What part of corporations do you want to stimulate?

Updated: Apr 17, 2023



The most controversial aspect of the Congressional stimulus package evolves around its “help” to corporations. As I understand it, the legislation permits the Federal Reserve to offer cheap loans to corporations of almost unlimited amounts. So, what aspects of corporations is this package supposed to stimulate?

In my book, Corporate Integrity, I first defined corporations as social entities, which is to say that they are creations of on-going communication patterns and behaviors, and you can change them by changing these patterns. This means they are not biological entities or biological persons. (The Supreme Court made all of this very confusing by evidently not understanding the distinction between biological and legal “persons.”) That’s another story. In any case, a clear description of a corporation needs to include five dimensions: the legal, as property, communal, social, and environmental.

Corporations are legal creations. Most of American corporations have charters from Delaware, which gives them the right to engage in assigned activities. These laws can be changed, and probably should be. We really need a national charter for corporation. The point is that corporations are always subject to civic control.

The laws allow us to treat corporations as property.
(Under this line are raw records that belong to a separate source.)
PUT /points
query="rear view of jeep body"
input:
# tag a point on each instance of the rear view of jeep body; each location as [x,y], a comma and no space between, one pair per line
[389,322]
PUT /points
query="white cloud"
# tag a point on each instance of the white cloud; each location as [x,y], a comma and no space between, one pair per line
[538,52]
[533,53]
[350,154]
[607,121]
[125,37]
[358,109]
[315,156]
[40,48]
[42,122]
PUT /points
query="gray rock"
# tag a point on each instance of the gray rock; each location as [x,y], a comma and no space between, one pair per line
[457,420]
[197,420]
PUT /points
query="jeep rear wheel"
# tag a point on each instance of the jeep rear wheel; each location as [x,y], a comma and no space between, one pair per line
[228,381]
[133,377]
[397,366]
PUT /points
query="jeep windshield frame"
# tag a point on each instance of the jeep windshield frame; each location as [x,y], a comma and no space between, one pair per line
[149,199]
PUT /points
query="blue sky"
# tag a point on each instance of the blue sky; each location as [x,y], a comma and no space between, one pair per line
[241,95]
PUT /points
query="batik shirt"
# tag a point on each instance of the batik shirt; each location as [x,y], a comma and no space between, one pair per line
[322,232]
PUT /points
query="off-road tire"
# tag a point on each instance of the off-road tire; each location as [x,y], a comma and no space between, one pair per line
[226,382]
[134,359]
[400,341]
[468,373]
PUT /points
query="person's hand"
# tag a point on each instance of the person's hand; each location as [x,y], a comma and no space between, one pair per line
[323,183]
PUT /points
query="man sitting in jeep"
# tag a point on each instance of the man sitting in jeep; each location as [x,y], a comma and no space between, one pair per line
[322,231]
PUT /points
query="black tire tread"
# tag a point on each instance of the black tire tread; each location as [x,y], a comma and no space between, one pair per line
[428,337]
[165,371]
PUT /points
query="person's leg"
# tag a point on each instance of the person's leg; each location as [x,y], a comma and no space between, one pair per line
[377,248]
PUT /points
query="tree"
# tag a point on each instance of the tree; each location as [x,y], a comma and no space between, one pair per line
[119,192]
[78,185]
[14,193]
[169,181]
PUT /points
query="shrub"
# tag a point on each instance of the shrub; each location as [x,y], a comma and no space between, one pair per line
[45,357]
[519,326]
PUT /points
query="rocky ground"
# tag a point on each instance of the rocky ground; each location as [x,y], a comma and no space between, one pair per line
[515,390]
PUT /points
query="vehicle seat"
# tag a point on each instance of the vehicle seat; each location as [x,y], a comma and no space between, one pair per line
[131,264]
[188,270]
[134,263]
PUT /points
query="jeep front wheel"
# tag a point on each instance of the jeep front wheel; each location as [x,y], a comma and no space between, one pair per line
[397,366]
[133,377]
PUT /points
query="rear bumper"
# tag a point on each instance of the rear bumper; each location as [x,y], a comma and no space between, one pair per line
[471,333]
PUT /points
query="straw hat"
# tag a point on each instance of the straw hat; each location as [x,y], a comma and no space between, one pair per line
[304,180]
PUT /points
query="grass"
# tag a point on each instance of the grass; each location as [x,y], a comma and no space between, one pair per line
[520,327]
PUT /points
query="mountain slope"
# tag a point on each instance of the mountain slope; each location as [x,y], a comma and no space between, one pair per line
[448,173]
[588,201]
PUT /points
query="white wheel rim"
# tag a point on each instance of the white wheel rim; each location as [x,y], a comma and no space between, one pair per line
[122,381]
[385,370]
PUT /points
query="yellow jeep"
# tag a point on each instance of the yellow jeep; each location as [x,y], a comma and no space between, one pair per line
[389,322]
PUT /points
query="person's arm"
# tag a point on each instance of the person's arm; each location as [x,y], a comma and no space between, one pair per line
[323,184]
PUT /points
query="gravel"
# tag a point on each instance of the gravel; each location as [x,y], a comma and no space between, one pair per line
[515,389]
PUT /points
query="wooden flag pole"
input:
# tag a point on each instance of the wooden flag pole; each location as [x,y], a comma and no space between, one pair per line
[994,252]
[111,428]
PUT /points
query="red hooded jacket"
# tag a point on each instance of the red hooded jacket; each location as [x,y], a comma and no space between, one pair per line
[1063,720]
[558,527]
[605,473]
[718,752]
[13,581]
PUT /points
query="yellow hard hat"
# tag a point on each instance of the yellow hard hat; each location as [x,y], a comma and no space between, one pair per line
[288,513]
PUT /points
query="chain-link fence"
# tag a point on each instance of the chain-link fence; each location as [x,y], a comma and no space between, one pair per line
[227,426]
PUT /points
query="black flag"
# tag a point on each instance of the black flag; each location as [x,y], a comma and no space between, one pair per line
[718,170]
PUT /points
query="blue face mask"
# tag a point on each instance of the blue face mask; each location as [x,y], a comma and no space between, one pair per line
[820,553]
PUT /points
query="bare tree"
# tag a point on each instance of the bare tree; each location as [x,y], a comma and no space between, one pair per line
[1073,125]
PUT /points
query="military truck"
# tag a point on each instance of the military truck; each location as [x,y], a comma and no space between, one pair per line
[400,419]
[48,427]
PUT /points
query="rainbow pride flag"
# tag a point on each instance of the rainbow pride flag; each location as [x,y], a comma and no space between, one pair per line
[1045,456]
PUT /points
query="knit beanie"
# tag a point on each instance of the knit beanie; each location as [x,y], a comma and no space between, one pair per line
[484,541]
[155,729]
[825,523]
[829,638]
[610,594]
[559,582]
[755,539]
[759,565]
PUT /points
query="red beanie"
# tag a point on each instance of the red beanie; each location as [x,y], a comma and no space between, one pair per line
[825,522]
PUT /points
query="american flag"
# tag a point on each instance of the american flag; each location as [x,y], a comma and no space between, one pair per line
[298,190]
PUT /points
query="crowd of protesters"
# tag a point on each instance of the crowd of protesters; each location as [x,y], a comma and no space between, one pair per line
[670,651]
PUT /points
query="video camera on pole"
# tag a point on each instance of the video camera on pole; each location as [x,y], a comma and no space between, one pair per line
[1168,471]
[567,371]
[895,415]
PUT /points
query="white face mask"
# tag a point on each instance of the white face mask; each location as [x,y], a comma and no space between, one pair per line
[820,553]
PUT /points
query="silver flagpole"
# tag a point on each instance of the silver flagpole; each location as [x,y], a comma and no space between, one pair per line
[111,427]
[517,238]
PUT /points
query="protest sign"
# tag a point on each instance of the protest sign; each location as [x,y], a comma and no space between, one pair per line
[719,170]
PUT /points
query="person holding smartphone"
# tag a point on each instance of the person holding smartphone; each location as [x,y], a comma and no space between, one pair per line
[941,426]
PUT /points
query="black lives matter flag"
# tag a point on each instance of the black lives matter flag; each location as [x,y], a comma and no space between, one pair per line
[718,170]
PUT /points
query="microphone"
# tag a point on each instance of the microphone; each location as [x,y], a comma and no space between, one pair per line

They can be bought and sold. “Public” corporations allow investors to purchase stock, which initially gives the previous owners capital and later gives managers leverage to borrow money. For stockholders, the value of a corporation depends on the fate of its stock price. That’s not true for other corporate stakeholders.

Corporations are not just property. They are also places of work. These places provide a location for the development of community, meaning, and well-being, depending on the design of the workplace. In contrast to the corporation as a legal entity, the corporate workplace is grounded in biological personhood, Even though corporations are property, it is a moral mistake to treat workers in the same way.

Corporations are also social entities and have a social function or purpose. If you ask why automobile companies exist, the answer is found by looking at the transformation system and defining their purpose in this system. As I argued in Civilizing the Economy, the primary purpose of corporations is determined by their role in a civic economy designed to provide people with what they need. Corporations, in other works, are providers.

Finally, corporations belong to and are part and parcel of the environment. They extract from the planet and return waste to it. They increase or decrease global warming. They influence the future habitat for our children and grandchildren.

So given these different dimensions, what should our government stimulate?